Inmiddels ken ik de afvaarttijden van de veerdienst van Vlieland naar Harlingen uit mijn hoofd en blijf ik ze als een soort mantra herhalen. Om 18.55 uur gaat de laatste boot en morgenochtend om 07.00 uur de vroege. Wat een ontspannen gezinsuitje had moeten worden, wordt een weekend from hell. In plaats van uitwaaien op het strand en quality time met het gezin, hebben we een hotline met de dienstdoende kinderarts van ons vaste ziekenhuis. Durven we de nacht nog aan, of moeten we de avondboot naar huis pakken? En als we toch de nacht blijven, is Timo morgenochtend dan niet uitgedroogd?

Na de stressvolle afgelopen maanden met onze huilende, niet-etende en niet-slapende baby hebben we er als gezin behoefte aan om er een weekend tussenuit te gaan.

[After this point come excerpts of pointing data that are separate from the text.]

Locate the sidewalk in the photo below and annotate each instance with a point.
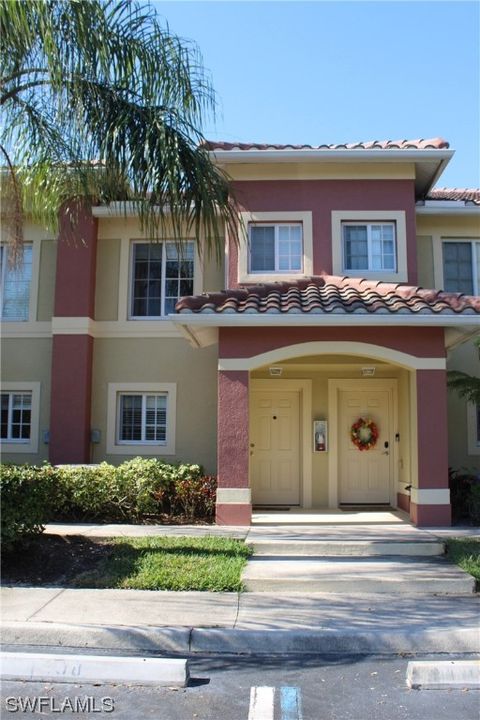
(252, 623)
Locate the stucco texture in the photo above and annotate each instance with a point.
(152, 360)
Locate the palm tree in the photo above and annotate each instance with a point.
(100, 101)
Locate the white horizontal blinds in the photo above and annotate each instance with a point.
(147, 280)
(178, 274)
(476, 249)
(262, 248)
(16, 411)
(162, 273)
(458, 267)
(369, 247)
(15, 285)
(143, 418)
(355, 247)
(155, 418)
(276, 248)
(289, 248)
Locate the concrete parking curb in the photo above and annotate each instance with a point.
(240, 641)
(54, 667)
(430, 675)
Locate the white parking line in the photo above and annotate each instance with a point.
(262, 701)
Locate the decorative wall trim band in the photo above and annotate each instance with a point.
(429, 496)
(377, 352)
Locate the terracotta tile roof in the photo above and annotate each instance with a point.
(330, 294)
(420, 144)
(465, 194)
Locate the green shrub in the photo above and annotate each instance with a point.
(85, 493)
(136, 490)
(474, 503)
(195, 497)
(28, 495)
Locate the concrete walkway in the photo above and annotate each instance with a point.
(254, 622)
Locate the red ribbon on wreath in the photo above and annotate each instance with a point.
(364, 434)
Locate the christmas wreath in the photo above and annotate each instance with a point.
(364, 434)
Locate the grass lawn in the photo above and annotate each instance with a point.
(466, 553)
(169, 563)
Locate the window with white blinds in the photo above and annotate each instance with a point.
(142, 418)
(15, 283)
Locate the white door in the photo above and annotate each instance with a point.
(275, 447)
(364, 475)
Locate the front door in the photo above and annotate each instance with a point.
(364, 475)
(275, 447)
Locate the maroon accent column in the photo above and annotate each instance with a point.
(432, 446)
(72, 354)
(233, 449)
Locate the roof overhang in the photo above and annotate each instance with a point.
(201, 329)
(429, 164)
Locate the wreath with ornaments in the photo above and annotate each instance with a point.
(364, 434)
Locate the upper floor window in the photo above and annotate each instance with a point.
(461, 266)
(161, 274)
(15, 285)
(276, 248)
(369, 246)
(16, 416)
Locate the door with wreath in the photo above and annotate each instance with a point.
(365, 447)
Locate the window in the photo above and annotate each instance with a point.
(369, 246)
(20, 405)
(141, 418)
(461, 266)
(161, 274)
(15, 286)
(16, 417)
(276, 248)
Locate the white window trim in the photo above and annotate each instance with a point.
(272, 218)
(114, 447)
(28, 446)
(31, 321)
(472, 444)
(366, 217)
(352, 223)
(438, 259)
(276, 226)
(125, 283)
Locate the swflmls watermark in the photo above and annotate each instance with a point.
(46, 703)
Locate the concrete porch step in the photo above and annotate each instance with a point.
(351, 548)
(402, 575)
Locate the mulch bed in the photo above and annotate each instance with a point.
(48, 560)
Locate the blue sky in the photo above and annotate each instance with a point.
(328, 72)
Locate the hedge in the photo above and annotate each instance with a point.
(138, 490)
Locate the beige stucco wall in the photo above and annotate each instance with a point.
(46, 280)
(466, 359)
(426, 276)
(112, 274)
(153, 360)
(29, 360)
(320, 411)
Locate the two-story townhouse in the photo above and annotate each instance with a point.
(323, 324)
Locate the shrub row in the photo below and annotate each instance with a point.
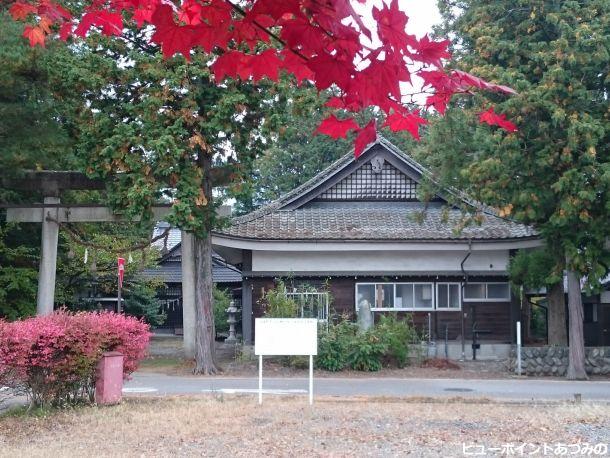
(53, 359)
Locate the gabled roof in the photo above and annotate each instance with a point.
(316, 210)
(169, 269)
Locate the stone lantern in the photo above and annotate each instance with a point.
(232, 311)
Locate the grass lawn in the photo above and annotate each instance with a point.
(237, 426)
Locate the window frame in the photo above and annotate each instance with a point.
(448, 284)
(398, 309)
(486, 298)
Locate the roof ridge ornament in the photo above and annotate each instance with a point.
(377, 163)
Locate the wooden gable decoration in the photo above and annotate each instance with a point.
(374, 180)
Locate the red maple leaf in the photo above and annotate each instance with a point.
(336, 128)
(391, 26)
(266, 64)
(493, 119)
(173, 38)
(20, 10)
(296, 65)
(296, 32)
(209, 37)
(143, 15)
(431, 52)
(190, 13)
(329, 69)
(65, 31)
(439, 101)
(366, 136)
(409, 122)
(34, 34)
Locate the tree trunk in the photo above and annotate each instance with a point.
(205, 333)
(557, 332)
(526, 319)
(576, 365)
(204, 312)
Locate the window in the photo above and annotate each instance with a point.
(365, 293)
(395, 296)
(486, 292)
(448, 296)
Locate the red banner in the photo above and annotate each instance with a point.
(121, 267)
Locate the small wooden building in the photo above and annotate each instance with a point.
(359, 228)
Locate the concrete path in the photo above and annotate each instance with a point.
(513, 390)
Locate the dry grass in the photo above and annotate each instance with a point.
(213, 426)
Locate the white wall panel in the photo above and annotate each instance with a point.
(381, 261)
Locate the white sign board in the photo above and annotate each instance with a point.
(285, 336)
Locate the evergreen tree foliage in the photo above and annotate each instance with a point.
(554, 173)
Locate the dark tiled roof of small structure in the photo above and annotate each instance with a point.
(382, 221)
(169, 271)
(375, 221)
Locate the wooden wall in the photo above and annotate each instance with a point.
(490, 316)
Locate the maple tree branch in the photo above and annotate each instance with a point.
(272, 34)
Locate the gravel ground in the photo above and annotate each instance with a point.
(237, 426)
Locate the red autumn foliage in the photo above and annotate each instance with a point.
(493, 119)
(54, 358)
(324, 42)
(336, 128)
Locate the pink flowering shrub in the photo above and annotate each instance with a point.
(54, 358)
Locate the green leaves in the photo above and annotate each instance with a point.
(555, 54)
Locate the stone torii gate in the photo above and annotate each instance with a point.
(51, 213)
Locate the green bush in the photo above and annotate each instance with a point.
(333, 345)
(277, 305)
(366, 352)
(397, 335)
(387, 343)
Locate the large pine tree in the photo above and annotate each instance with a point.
(554, 173)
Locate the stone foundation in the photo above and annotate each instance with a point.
(554, 360)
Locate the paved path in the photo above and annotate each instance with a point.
(510, 389)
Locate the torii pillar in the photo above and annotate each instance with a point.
(51, 213)
(45, 296)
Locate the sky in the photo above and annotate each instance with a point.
(423, 14)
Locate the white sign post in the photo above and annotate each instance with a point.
(285, 337)
(519, 347)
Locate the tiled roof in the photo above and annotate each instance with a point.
(173, 237)
(379, 221)
(170, 271)
(398, 220)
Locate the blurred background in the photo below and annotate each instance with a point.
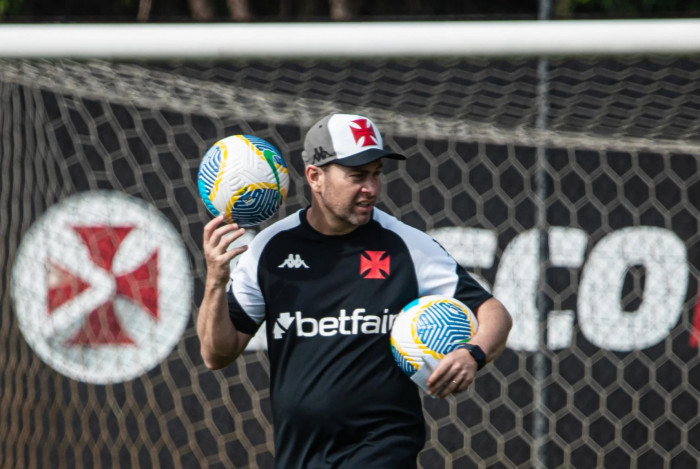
(340, 10)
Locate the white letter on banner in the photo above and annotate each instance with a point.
(567, 248)
(517, 280)
(601, 317)
(516, 286)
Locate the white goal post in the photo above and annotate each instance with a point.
(346, 40)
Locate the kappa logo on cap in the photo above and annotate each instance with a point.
(363, 133)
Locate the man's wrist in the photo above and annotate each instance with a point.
(477, 354)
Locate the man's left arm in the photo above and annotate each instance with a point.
(457, 369)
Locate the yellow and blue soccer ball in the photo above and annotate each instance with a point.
(244, 178)
(429, 328)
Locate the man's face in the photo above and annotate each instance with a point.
(347, 194)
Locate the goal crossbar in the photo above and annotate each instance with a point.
(351, 40)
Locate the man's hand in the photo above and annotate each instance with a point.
(220, 342)
(455, 373)
(217, 238)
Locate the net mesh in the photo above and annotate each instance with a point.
(527, 171)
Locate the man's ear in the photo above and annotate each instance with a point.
(314, 176)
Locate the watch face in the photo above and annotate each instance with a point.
(478, 355)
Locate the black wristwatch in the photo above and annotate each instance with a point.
(476, 352)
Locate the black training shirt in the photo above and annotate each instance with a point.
(338, 398)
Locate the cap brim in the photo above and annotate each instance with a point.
(367, 156)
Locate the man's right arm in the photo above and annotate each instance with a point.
(220, 342)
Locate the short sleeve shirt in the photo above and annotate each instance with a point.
(328, 302)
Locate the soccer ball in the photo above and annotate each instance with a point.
(429, 328)
(244, 178)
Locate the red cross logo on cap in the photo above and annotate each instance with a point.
(363, 133)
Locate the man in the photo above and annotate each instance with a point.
(317, 277)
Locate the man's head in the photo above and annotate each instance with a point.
(344, 139)
(342, 154)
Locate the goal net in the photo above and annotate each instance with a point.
(569, 186)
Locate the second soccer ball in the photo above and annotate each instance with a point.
(244, 178)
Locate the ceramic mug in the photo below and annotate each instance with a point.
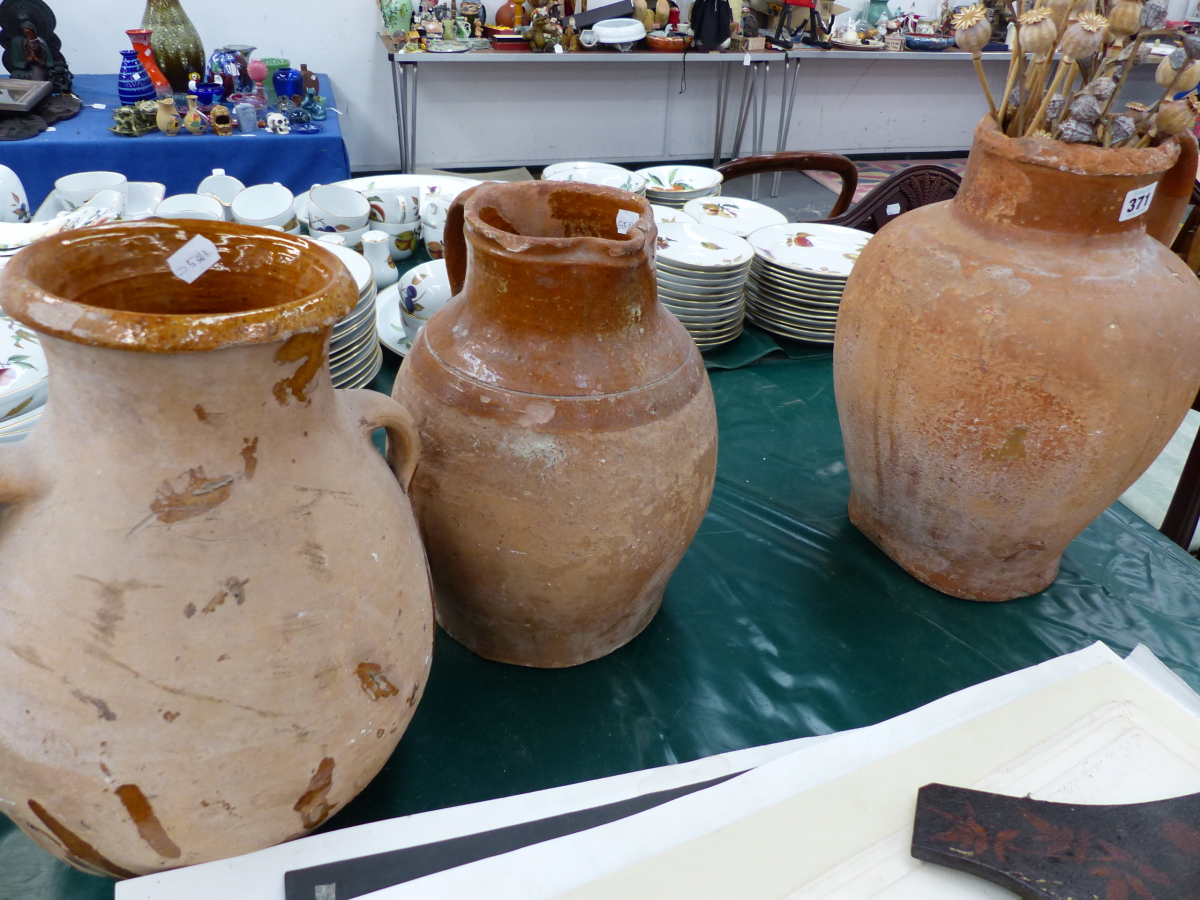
(393, 205)
(265, 204)
(76, 190)
(333, 208)
(223, 187)
(191, 205)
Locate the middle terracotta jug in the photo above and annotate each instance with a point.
(568, 430)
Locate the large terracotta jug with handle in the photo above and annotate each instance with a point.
(568, 429)
(215, 610)
(1007, 363)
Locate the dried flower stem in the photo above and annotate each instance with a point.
(1065, 66)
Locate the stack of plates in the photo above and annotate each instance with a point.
(354, 354)
(733, 215)
(702, 274)
(797, 277)
(24, 385)
(675, 185)
(595, 173)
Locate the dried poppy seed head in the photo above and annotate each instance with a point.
(1075, 132)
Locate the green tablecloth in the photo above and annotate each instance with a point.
(783, 621)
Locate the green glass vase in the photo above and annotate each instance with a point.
(177, 46)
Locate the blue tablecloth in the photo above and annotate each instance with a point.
(84, 143)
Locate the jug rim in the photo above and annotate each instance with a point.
(329, 292)
(1077, 159)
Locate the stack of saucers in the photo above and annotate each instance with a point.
(595, 173)
(702, 274)
(733, 215)
(354, 354)
(675, 185)
(798, 276)
(24, 384)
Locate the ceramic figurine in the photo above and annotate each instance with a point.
(180, 737)
(246, 117)
(563, 486)
(31, 49)
(310, 79)
(193, 119)
(167, 118)
(221, 120)
(132, 82)
(177, 46)
(396, 16)
(376, 247)
(141, 40)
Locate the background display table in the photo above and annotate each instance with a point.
(783, 621)
(84, 143)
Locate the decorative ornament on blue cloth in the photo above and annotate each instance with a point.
(132, 82)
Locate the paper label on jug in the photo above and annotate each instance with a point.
(195, 258)
(1137, 202)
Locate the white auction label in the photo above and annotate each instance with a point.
(1137, 202)
(625, 220)
(195, 258)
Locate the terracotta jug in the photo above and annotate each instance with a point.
(568, 430)
(217, 616)
(1007, 363)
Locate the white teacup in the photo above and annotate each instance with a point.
(191, 205)
(333, 208)
(265, 204)
(393, 205)
(76, 190)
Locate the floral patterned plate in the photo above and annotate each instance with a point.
(810, 247)
(681, 179)
(732, 214)
(24, 385)
(701, 247)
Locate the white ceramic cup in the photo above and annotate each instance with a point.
(76, 190)
(391, 207)
(263, 205)
(191, 205)
(333, 208)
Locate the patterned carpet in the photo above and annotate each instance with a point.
(873, 172)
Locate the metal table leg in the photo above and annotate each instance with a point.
(723, 102)
(785, 125)
(400, 115)
(743, 111)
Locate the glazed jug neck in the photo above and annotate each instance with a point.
(1067, 189)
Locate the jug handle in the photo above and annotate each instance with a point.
(378, 411)
(1173, 193)
(454, 243)
(21, 475)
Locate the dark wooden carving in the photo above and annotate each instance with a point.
(907, 190)
(1056, 851)
(799, 161)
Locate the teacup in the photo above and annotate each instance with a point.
(403, 238)
(76, 190)
(393, 205)
(222, 186)
(191, 205)
(333, 208)
(265, 204)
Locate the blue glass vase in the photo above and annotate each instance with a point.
(288, 82)
(132, 82)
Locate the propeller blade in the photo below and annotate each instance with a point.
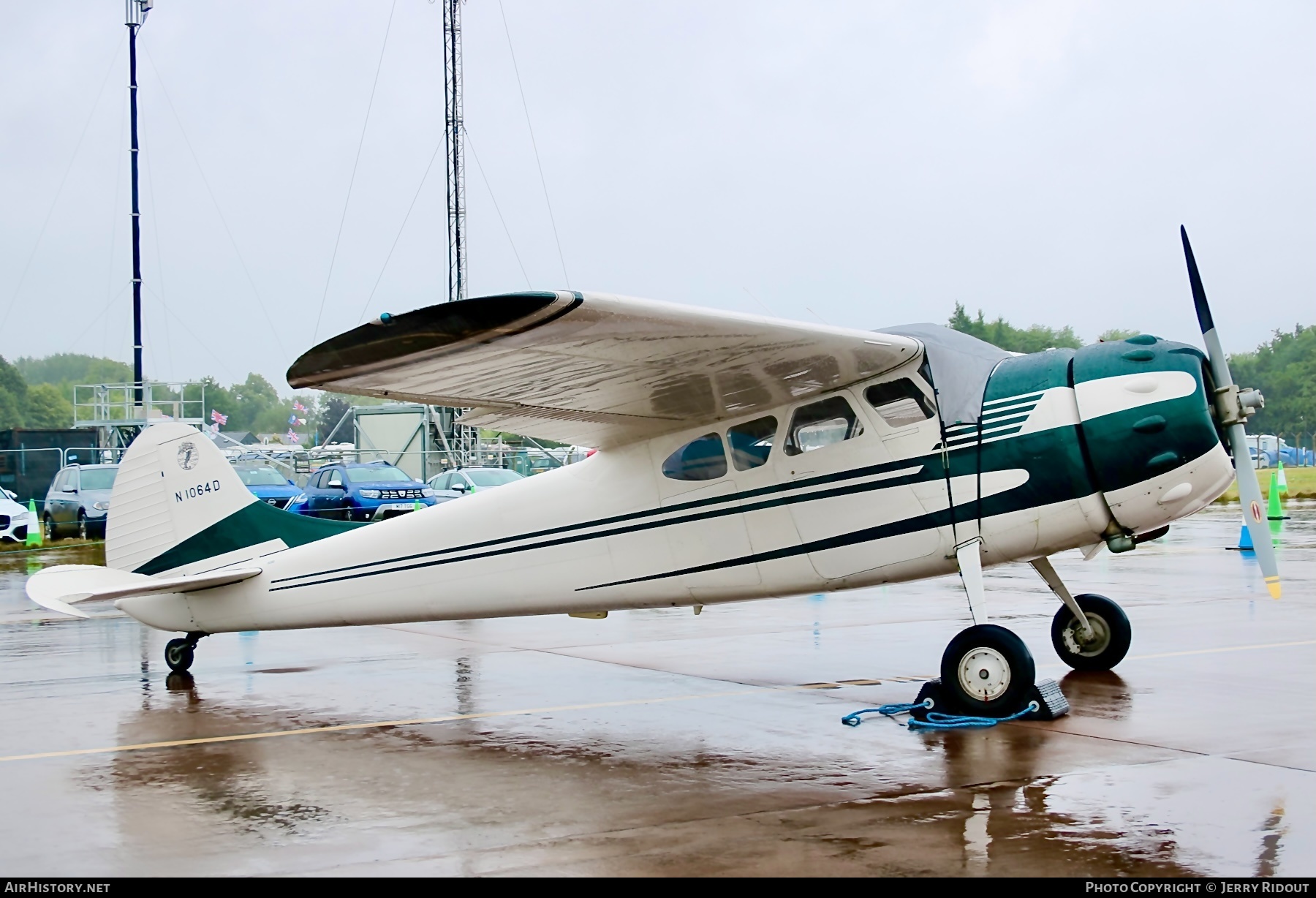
(1249, 491)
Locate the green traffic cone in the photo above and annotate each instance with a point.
(1274, 510)
(34, 527)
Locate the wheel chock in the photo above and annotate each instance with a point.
(1046, 693)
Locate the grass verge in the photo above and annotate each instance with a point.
(1302, 485)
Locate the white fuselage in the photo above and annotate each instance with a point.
(613, 532)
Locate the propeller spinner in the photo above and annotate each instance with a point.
(1233, 407)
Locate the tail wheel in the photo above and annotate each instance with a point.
(178, 654)
(988, 671)
(1108, 643)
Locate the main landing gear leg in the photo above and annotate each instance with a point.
(986, 671)
(1090, 633)
(178, 652)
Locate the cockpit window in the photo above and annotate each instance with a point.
(822, 424)
(752, 442)
(697, 460)
(899, 402)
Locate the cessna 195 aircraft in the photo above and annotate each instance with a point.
(740, 457)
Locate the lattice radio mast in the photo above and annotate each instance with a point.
(454, 149)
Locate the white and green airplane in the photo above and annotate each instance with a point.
(740, 457)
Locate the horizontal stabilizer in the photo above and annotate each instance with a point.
(64, 585)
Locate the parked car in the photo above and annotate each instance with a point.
(15, 519)
(1268, 450)
(78, 501)
(464, 481)
(266, 483)
(362, 491)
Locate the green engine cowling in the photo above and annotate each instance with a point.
(1148, 431)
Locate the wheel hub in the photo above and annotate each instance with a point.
(1094, 644)
(985, 674)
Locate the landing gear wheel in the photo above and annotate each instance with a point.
(987, 671)
(1110, 640)
(178, 654)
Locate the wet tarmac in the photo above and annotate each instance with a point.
(665, 743)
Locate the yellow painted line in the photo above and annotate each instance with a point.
(1225, 648)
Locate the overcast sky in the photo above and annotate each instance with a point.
(860, 164)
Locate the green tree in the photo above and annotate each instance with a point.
(13, 396)
(330, 411)
(46, 409)
(1033, 339)
(66, 370)
(1285, 370)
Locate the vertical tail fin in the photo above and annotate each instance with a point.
(179, 508)
(173, 485)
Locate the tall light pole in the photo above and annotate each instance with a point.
(453, 143)
(136, 12)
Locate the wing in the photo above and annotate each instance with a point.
(594, 369)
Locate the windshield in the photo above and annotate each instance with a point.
(378, 475)
(99, 478)
(261, 475)
(493, 478)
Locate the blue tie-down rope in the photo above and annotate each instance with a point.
(936, 720)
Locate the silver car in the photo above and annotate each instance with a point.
(15, 518)
(78, 501)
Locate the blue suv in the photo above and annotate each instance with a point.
(361, 491)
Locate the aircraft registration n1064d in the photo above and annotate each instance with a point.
(738, 457)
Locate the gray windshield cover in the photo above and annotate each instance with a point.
(960, 369)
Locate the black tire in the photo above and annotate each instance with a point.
(178, 654)
(987, 671)
(1113, 633)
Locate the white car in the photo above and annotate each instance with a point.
(15, 519)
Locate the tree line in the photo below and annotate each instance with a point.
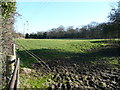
(110, 29)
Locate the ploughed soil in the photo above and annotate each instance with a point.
(71, 76)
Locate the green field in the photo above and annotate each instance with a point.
(68, 52)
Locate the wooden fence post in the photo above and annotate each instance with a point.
(10, 65)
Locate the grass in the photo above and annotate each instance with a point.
(69, 50)
(55, 49)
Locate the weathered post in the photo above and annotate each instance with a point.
(10, 64)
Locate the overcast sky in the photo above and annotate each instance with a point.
(44, 15)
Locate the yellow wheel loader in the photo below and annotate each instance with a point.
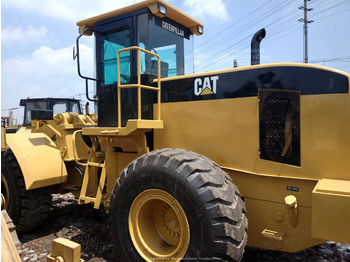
(183, 161)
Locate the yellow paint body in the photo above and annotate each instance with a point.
(227, 131)
(38, 157)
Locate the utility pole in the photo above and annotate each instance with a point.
(306, 22)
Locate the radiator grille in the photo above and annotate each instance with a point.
(280, 126)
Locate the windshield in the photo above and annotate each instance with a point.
(170, 40)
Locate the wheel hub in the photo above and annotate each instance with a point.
(158, 226)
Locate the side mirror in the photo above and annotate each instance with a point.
(41, 114)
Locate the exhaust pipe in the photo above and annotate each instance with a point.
(255, 46)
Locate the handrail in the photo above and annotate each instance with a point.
(139, 86)
(75, 154)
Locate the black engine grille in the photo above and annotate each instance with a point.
(280, 126)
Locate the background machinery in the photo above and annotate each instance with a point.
(172, 148)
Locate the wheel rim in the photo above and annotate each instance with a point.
(5, 193)
(158, 226)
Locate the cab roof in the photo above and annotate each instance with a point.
(172, 13)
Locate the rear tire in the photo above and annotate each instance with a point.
(207, 213)
(27, 208)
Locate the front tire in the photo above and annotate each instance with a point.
(173, 204)
(27, 208)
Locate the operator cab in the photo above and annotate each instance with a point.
(153, 25)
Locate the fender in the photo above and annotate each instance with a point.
(39, 158)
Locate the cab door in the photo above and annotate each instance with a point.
(112, 37)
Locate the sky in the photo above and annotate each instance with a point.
(37, 38)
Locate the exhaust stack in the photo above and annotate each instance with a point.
(255, 46)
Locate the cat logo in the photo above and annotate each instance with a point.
(207, 86)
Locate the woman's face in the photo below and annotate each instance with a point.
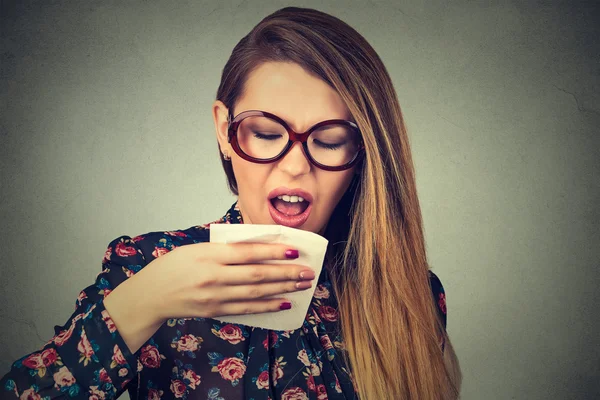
(302, 100)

We zijn allemaal dol op de wadden en op Vlieland in het bijzonder, vanwege de zaligmakende rust. Mijn ouders gaan mee, zodat Alexander en ik ook een paar uur kunnen bijslapen. Opladen en bijtanken; dat is het plan. Maar alles wat we de laatste maanden plannen, pakt volledig anders uit. Zo ook onze relaxtrip.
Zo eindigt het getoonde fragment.